In recent years, forest rehabilitation and restoration has drawn attention for its potential in mitigating greenhouse gas emissions and enhancing carbon sinks, while protecting the environment and supporting development outcomes. Indonesia is the third-largest tropical forest country in the world and has undergone immense deforestation over distinct phases in the past 70 years. Indonesia must substantially decrease land use and forestry emissions to meet its climate targets, which are enshrined in its Nationally Determined Contribution (NDC) under the Paris Agreement.

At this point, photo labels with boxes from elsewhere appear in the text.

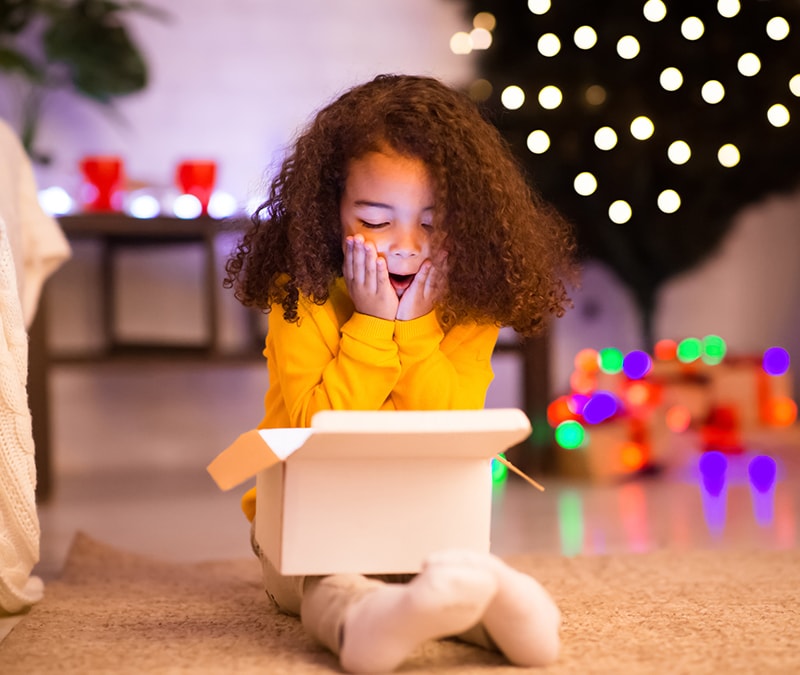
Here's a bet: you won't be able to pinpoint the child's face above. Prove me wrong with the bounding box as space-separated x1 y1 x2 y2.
339 151 434 295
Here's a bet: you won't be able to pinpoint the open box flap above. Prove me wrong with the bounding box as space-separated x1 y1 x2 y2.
208 408 531 490
206 429 313 490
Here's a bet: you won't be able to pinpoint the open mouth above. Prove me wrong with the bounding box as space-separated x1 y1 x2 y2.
389 273 416 296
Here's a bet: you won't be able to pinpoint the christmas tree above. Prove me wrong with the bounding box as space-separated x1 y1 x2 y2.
451 0 800 347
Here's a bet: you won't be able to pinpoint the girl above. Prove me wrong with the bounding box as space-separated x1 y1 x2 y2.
225 75 574 672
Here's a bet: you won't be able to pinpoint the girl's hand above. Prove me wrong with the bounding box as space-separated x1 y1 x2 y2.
342 234 398 321
397 254 447 321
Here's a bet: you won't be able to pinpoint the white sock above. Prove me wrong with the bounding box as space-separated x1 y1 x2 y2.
483 555 561 667
339 552 497 673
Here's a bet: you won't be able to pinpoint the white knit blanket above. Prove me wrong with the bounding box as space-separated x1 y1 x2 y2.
0 121 70 614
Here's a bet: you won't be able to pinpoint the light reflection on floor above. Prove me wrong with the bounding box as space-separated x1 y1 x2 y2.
494 436 800 556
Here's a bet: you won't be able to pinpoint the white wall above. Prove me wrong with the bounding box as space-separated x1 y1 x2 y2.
10 0 800 404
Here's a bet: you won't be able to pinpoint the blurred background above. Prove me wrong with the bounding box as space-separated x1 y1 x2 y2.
0 0 800 572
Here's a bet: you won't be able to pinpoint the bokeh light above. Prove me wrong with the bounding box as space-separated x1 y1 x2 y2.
667 141 692 164
767 103 790 127
717 143 741 169
617 35 641 60
539 84 564 110
547 396 575 429
528 0 550 15
573 171 597 197
608 199 633 225
761 347 792 375
767 16 789 41
126 194 159 218
642 0 667 23
767 396 797 427
653 338 678 361
681 16 706 41
583 391 620 424
572 26 597 49
527 129 550 155
622 349 653 380
747 455 778 494
594 127 617 150
573 348 600 373
658 190 681 213
677 338 703 363
536 33 561 57
631 115 656 141
450 31 472 55
37 186 75 216
472 12 497 31
492 452 508 483
700 335 728 366
619 441 647 471
599 347 625 375
700 80 725 105
736 52 761 77
658 67 683 91
717 0 742 19
664 404 692 434
555 420 586 450
500 84 525 110
698 450 728 497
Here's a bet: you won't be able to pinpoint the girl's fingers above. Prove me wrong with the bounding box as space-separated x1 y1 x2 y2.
342 237 353 281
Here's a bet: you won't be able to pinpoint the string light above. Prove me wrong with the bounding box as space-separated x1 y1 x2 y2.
528 0 550 15
527 129 550 155
736 52 761 77
658 190 681 213
642 0 667 23
631 115 655 141
717 0 742 19
472 12 497 31
469 28 492 49
617 35 641 60
717 143 741 169
572 26 597 49
667 141 692 164
767 103 789 127
539 84 564 110
450 31 472 54
536 33 561 57
681 16 705 41
500 84 525 110
608 199 633 225
700 80 725 105
658 67 683 91
572 171 597 197
767 16 789 42
594 127 617 150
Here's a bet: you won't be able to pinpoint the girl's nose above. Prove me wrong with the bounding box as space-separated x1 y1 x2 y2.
392 232 422 258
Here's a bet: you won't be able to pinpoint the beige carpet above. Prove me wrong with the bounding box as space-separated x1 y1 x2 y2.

Forest rehabilitation and restoration is central to the government’s climate policy and drives Indonesia’s plan for the forest and land-use sector to become a net carbon sink by 2030.
Sebijak Institute (Research Centre for Forest Policy and History Studies) Faculty of Forestry, Universitas Gadjah Mada, and the European Forest Institute (EFI) are organising a virtual event to disseminate the findings of a study on forest restoration and rehabilitation.
The study resulted in a working paper and policy brief that describe the historical developments of forest rehabilitation and restoration in Indonesia and analyse contemporary legal and policy issues. They also identify barriers to achieving Indonesia’s ambitious forest rehabilitation and restoration targets and formulate strategic recommendations for government agencies, NGOs and the private sector. In doing so, the study aims to support efforts to achieve Indonesia’s NDC.
The event, titled ‘The dynamics of forest restoration and rehabilitation in Indonesia,’ will be held in Bahasa with simultaneous English translation.